Activist Wanjiru says the country must deliberately move away from the web of State control and allow for freedom of of expression.

“ It goes without saying that we need to jealously guard our freedoms of speech. When we lose our fear, they lose their power and so we must keep on fighting for our rights,” states Wanjiru.

The KNCHR report also said that some Kenyans who were arrested were not booked while others were held for more than 24 hours before being freed or produced in court.

According to Mutugi, there were 45 children arrested and held together with adults during the demos.

“There are some people who came to our offices and made statements, and on that every evening they were abducted,” she said.

The report says that police were also at fault for their conduct, singling out the teargassing of medics who were at Jamia Mosque, Holy Family Basilica and the maternity wing of a Mtwapa hospital in Kilifi.
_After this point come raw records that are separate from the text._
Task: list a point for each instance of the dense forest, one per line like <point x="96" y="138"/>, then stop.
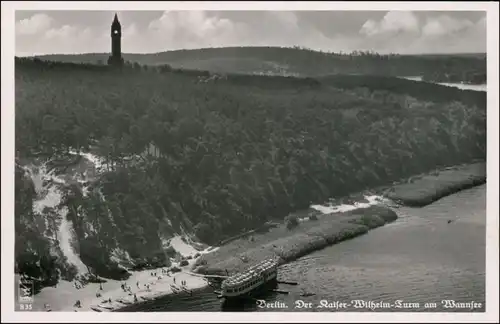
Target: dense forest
<point x="467" y="68"/>
<point x="233" y="151"/>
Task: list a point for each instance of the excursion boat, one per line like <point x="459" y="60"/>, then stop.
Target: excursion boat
<point x="251" y="281"/>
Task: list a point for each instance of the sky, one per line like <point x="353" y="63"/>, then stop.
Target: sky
<point x="403" y="32"/>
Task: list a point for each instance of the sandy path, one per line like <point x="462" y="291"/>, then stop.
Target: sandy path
<point x="64" y="295"/>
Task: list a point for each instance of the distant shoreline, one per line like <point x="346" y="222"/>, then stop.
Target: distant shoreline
<point x="328" y="230"/>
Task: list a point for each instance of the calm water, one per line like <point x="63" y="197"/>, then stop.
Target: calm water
<point x="475" y="87"/>
<point x="420" y="258"/>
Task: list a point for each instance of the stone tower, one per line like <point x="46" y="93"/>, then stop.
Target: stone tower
<point x="116" y="58"/>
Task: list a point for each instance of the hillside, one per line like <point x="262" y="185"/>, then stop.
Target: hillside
<point x="469" y="68"/>
<point x="113" y="165"/>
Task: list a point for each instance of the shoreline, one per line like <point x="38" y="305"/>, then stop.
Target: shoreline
<point x="427" y="188"/>
<point x="287" y="245"/>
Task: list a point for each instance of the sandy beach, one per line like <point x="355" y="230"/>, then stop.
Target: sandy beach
<point x="142" y="284"/>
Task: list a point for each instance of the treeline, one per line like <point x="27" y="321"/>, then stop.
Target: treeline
<point x="232" y="153"/>
<point x="307" y="62"/>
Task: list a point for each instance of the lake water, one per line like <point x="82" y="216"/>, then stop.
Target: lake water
<point x="428" y="255"/>
<point x="475" y="87"/>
“Many of the people that we have interviewed have said they were frisked and robbed of their valuables and money by security officers who arrested them,” Mutugi said.

KNCHR told MPs that Ipoa should recommend command responsibility charges in cases where they cannot zero in on the responsible officers.

They called on the MPs to sanction IG Kanja and then Interior Cabinet Secretary Kithure Kindiki over the conduct of the police during demos.

They want Kanja to provide deployment plans as well as officers involved in the demo operations, their names, ranks and service numbers.

KNCHR said that Kanja should ensure that the commission accesses all police stations for their probe as well as any other information they may require.

From police records, Kanja said that they had received 57 cases of missing persons of which six people were found dead, 22 were found alive and 29 are still missing.

But KNCHR said that 60 people were killed during the demos with bullets.